When Rush Limbaugh's biography hit bookstores in May, the
Fox News Channel was unusually silent. Many assumed that the network
would rush to cover the book because it depicts the conservative icon in
a fairly positive light. But no, not even Fox and Friends plugged it.
The biography's author, Zev Chafets, contends that Limbaugh got snubbed because he taunted Bill O'Reilly in the book. But media critic Michael Wolff says a much "greater clash of Titans" explains the freeze out: Roger Ailes, the chairman of Fox News, despises Limbaugh. Wolff explains:
In some sense, they are the same person: broadcast hacks with a taste for trouble-making and politics, both with substantial intelligences colored by grandiosity and militant hostilities. Together they have forged the modern conservative sensibility—bellicose, loquacious, conspiratorial—as well as their own individual conservative-themed media empires...
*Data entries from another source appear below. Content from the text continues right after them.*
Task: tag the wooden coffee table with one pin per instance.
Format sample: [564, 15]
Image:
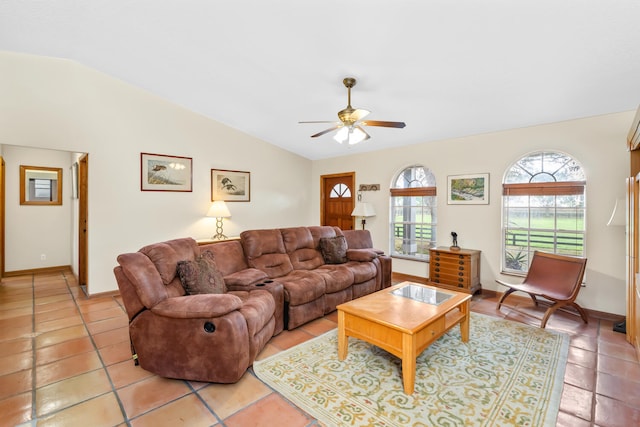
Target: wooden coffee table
[403, 320]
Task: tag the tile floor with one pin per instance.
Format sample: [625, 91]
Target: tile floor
[65, 361]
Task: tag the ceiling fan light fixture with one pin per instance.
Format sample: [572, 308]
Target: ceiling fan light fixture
[351, 134]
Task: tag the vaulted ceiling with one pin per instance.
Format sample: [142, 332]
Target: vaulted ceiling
[447, 68]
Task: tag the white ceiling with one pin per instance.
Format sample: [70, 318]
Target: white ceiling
[447, 68]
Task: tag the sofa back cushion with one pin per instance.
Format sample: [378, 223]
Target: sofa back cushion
[201, 276]
[229, 256]
[300, 247]
[264, 250]
[165, 256]
[358, 239]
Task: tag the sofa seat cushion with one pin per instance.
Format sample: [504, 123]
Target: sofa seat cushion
[302, 286]
[245, 277]
[201, 276]
[336, 277]
[166, 255]
[362, 271]
[334, 249]
[258, 308]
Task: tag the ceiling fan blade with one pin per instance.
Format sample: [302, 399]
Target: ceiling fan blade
[383, 123]
[359, 114]
[365, 132]
[326, 131]
[319, 121]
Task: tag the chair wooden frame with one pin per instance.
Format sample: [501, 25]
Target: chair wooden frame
[557, 278]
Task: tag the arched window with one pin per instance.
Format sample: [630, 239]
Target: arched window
[340, 190]
[543, 209]
[413, 213]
Ailes, who has been talking about writing his own book for years—with no progress—is genuinely miffed that Limbaugh has gotten himself a book (conservatives, curiously, believe in books—they’re great advertisements as well as money makers). Limbaugh’s vast publicity—his extroverted expressiveness—rankles Ailes. The idea that Limbaugh might end up as the grand and historic conservative of the time—pretty much the only one who is not on Ailes' payroll—is extremely depressing to Ailes.
That Limbaugh seems to have overcome his personal difficulties—his deafness, his drug addiction, and, not least of all, his weight problems—and become ever more public, hurts. Ailes, on the other hand, is more and more phobic about being in public, ever more self-conscious about his weight, and increasingly obsessed with his own personal safety (the Arabs are after him).
Still, this is exactly what keeps these guys going: rancor, ego, paranoia, and the chess moves of self-promotion.